Ihre Beisetzung auf dem Pariser Parkfriedhof Père Lachaise vor 100 Jahren war ein Ereignis: "Die Zeit hält scheinbar den Atem an beim Defilee am Sarg der Verstorbenen", schrieb der Theaterwissenschaftler Matthias Müller über das Begräbnis der französischen Schauspielerin Sarah Bernhardt, gestorben vor 100 Jahren am 26. März 1923. Gleiches habe aber auch für die Beerdigung ihrer Rivalin Eleonara Duse ein Jahr später gegolten.

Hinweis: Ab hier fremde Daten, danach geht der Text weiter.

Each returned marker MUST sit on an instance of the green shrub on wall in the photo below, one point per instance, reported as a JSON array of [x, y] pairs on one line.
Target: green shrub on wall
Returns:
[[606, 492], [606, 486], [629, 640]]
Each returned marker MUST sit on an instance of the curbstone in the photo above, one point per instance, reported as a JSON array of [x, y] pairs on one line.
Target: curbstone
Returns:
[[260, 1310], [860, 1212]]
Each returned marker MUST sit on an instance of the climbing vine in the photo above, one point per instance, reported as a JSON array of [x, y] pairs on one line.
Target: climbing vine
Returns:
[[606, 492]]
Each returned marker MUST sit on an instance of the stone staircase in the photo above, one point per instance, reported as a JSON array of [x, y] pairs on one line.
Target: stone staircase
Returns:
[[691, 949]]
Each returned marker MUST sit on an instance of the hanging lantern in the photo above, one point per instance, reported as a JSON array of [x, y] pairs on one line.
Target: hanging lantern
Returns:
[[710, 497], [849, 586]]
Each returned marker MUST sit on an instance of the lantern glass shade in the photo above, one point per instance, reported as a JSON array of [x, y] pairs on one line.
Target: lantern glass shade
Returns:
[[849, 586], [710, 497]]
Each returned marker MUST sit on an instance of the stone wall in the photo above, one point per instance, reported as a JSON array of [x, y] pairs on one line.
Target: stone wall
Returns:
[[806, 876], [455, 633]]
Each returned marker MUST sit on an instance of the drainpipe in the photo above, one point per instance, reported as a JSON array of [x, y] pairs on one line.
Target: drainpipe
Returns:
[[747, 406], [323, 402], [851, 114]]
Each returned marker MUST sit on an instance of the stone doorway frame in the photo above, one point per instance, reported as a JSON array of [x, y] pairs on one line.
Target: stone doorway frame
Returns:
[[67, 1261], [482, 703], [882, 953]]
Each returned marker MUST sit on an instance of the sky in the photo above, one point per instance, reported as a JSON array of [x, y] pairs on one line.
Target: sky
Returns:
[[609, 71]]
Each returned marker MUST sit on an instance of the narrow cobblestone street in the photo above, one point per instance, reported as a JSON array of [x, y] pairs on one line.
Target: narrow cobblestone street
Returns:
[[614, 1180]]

"Die Göttliche" wurde Sarah Bernhardt genannt. An der berühmten Comédie Française eroberte sie Publikum und Kritik mit ihrer "goldenen Stimme": "eine Stimme, deren zauberhafter und lieblich erzitternder Klang Unbekanntes in uns aufwühlt", schwärmte der Bühnenautor Victorien Sardou.

Die Göttliche Sarah Bernhardt

Es war die Zeit der ersten "Stars" des Theaters. Der Duc de Morny, Halbbruder Napoleons III. und Liebhaber ihrer Mutter, hatte ihr eine Ausbildung als Schauspielerin an der Comédie Française ermöglicht. Zur Welt gekommen war sie 1844 in Paris als Tochter einer jüdischen Niederländerin und Edelkurtisane, der Vater war unbekannt.

Schon früh zeigt sich ihr hitziges Temperament: Nach einem Streit mit einer Kollegin wurde sie entlassen. 1864 brachte sie ihren Sohn Maurice zur Welt. Ihren ersten großen Bühnenerfolg feierte sie vier Jahre später am Odéon in einem Stück von Alexandre Dumas.

Dumas und der Dramatiker Sardou prägten mit ihren Stücken das Repertoire der Bernhardt. Die Titelrollen der "Fédora" (1882) und der "La Tosca" (1887) schrieb Sardou ihr auf den Leib. Ihre Paraderolle aber blieb die "Kameliendame" von Dumas dem Jüngeren, die sie noch 1909 als jung geschminkte 65-Jährige in Berlin spielte. Der deutsche Theaterkritiker Julius Bab war erschüttert: "Es war vielleicht das größte Wunder der Schauspielkunst, das ich je erlebt habe. Da oben stand die junge Marguerite Gautier und liebte und litt und zwang uns mitzuleiden."

Sarah Bernhardt war eine Virtuosin, auch in Männerrollen wie Shakespeares Hamlet. Mutig stieg sie in einen Heißluftballon, damals gerade erst neu erfunden. Den Malern präsentierte sie sich mit zahmen Großkatzen zwischen exotischen Pflanzen vor kostspieligen Textilbehängen - eine Inkarnation der Belle Époque.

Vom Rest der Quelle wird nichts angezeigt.